Recognize what behaviors or habits you currently do that don’t serve your goals and cut them out of your life. If a behavior isn’t serving your goals, you need to replace them with healthy behaviors that get you toward where you want to go and who you want to be. Example: If you are drinking wine 3 nights a week, is this behavior serving you and helping you to reach your goals or working against you?

Think: What has worked for you in the past? And why did this work?
Think: What behaviors are you doing right now that don’t serve your goals? Is there any true benefit to these behaviors that serve your health and lifestyle goals?—If not, replace them with behaviors that will help you to reach your goals!

Enlist a Support System
When we enlist a support system into our goals we add accountability to what we say we are going to do. We add a fresh pair of eyes to help us see what we can’t see ourselves. We add emotional support to pick us up when we are down.

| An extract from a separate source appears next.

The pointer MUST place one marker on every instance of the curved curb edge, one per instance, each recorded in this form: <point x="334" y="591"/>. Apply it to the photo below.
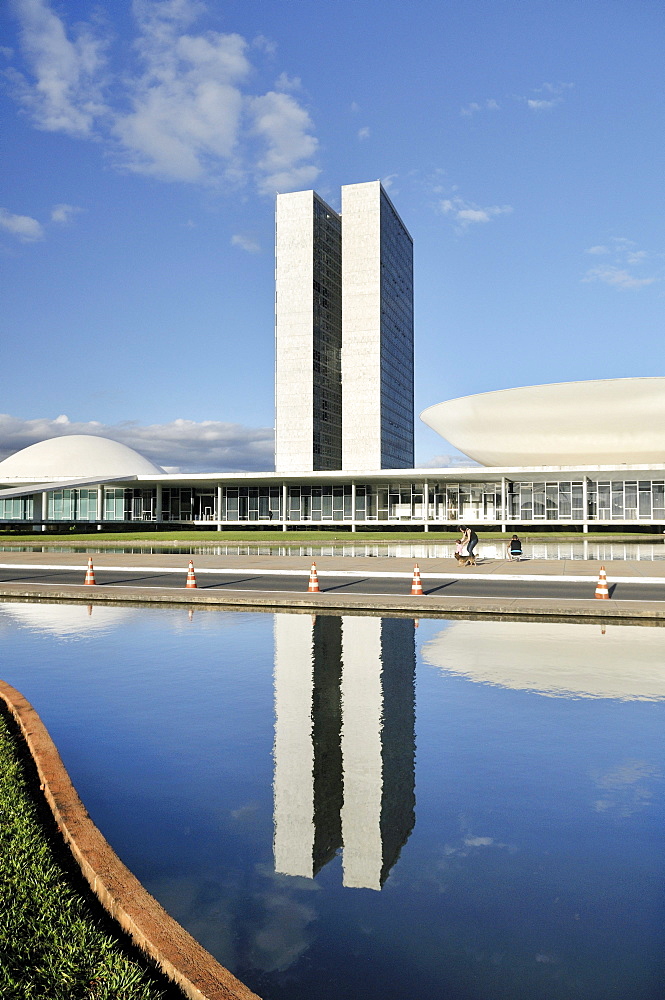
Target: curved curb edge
<point x="179" y="956"/>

Get on the buddy system, share your goals with your friends & family, join a group nutrition challenge, enlist the help of a nutrition coach, etc. These are all great ways to get the support we need to make a behavior stick, to get us past the sticky bits so we can reach our goals.

Start With Your “Why”
When your “why” is strong enough it can help you overcome obstacles to help you find your way.

Think:
Why do you want to lose weight, build muscle, be healthier/fitter?
How will making changes in the gym and to your nutrition help you to live a better life outside of the gym?
What effect will losing weight help you to improve your relationships?

Next Steps:
1. Write out your main fitness goal, and when you want to accomplish it by.
2. Know your why, write it down, share it with your support system.
3. Take consistent, imperfect, action every day until you reach your goal!